I'm trying to set up a script but any user with a password that I've set up in MySQL (except for root user) is not able to access the databases. If the user does not have a password, it works. Any suggestions about why I'm getting errors such as the following would be welcome:

Warning: Access denied for user: '[email protected]' (Using password: YES) in sys:/apache/html/poll/db/include/class_mysql.php on line 32

Warning: MySQL Connection Failed: Access denied for user: '[email protected]' (Using password: YES) in sys:/apache/html/poll/db/include/class_mysql.php on line 32
Connection Error

MySQL Error : Connection Error
Error Number: 1045 Access denied for user: '[email protected]' (Using password: YES)
Browser : Mozilla/4.0 (compatible; MSIE 6.0; Windows NT 5.0; .NET CLR 1.0.3705)
Referer : http://www.mysite.net/poll/
PHP Version : 4.2.4-dev
Server : Apache/1.3.27 (NETWARE) PHP/4.2.4-dev mod_jk/1.2.2-dev
Script Name : /poll/db/index.php


----------



## Rockn

The code referencing line 32 of the page it is failing on would be helpful.


----------



## colorado97

31 function connect() {
32 $this->conn_id = mysql_connect($this->db['host'].":".$this->port,$this->db['user'],$this->db['pass']);
if ($this->conn_id == 0) { 
$this->sql_error("Connection Error");
}
if (!mysql_select_db($this->db['dbName'], $this->conn_id)) {
$this->sql_error("Database Error");
}
return $this->conn_id;
}

Line 32 is shown above. It just connects with the database using the password and username defined in another included file. Whether it's this program or whether I try to log into MySQLadmin directly, it doesn't work.
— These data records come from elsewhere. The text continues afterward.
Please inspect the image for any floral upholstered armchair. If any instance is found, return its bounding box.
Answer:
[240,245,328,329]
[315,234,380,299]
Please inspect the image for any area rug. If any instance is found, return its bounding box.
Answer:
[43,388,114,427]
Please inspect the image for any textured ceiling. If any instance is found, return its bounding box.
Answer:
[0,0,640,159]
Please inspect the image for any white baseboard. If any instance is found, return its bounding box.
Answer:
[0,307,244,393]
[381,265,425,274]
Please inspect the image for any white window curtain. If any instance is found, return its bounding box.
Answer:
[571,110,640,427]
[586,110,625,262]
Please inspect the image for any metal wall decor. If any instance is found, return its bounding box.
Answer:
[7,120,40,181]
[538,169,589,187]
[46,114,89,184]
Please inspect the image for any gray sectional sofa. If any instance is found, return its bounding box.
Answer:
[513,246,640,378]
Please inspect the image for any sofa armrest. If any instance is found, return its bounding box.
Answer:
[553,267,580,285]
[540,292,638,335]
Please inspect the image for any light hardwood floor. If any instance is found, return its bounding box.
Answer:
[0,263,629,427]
Only the mysql root user is able to log in.


----------



## CharlieMouse

did you grant access to that user. read this and make sure that user has perrmission

mysql> GRANT ALL ON databaseName.* TO 'your_mysql_name'@'your_client_host';

where your_mysql_name is the MySQL username assigned to you and your_client_host is the host from which you connect to the server

here you go. Just in case 

ftp://mirror.mcs.anl.gov/pub/mysql/Downloads/Manual/manual.pdf


----------



## colorado97

Thanks for the reply. The user did have privileges assigned to the needed database. The problem apparently was that I needed to flush privileges and had to specify the host as localhost rather than using %. 
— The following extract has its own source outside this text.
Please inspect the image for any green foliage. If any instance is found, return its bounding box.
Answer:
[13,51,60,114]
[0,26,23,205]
Without the localhost account, the anonymous-user account for localhost that is created by mysql_install_db took precedence when my user connected from the local host. As a result, the user was treated as an anonymous user. The reason for this was that the anonymous-user account has a more specific Host column value than the 'user'@'%' account and thus came earlier in the user table sort order. (In the manual you link to the user table sorting is discussed in section 5.4.5 Access Control, Stage 1: Connection Verification starting on page 324 (291) of the PDF file.)


----------



## satondnet

We got this error on our computer - 

Warning: mysql_pconnect(): Access denied for user 'root'@'localhost' (using password: YES) in G:\PHP\php2.php on line 4

PHP version - 4.2
MySQL - 5.0.2

The solution to the above problem is as follows - 

1) Check your hostname, username and password from the MySQL monitor, by using the following query - select host,user, password from user;
User is a table in the MySQL database (in case u did'nt know  )

2) Now use the above values while using the mysql_pconnect() function.

3) If the error persists then - go to the MySQL monitor and change the password using the following command - 

mysql> SET PASSWORD FOR
-> [email protected]
-> =OLD_PASSWORD('');
Query OK, 0 rows affected (0.06 sec)

Where root and localhost are the values obtained using the select query as mentioned in point no. 1)

4) Now, use the blank password set above in your mysql_pconnect function, along with the same username and password.:up: 

This worked in our case...but we're still not sure why...
So in case this code is being used at a nuclear power station or something...ALL THE BEST!!


----------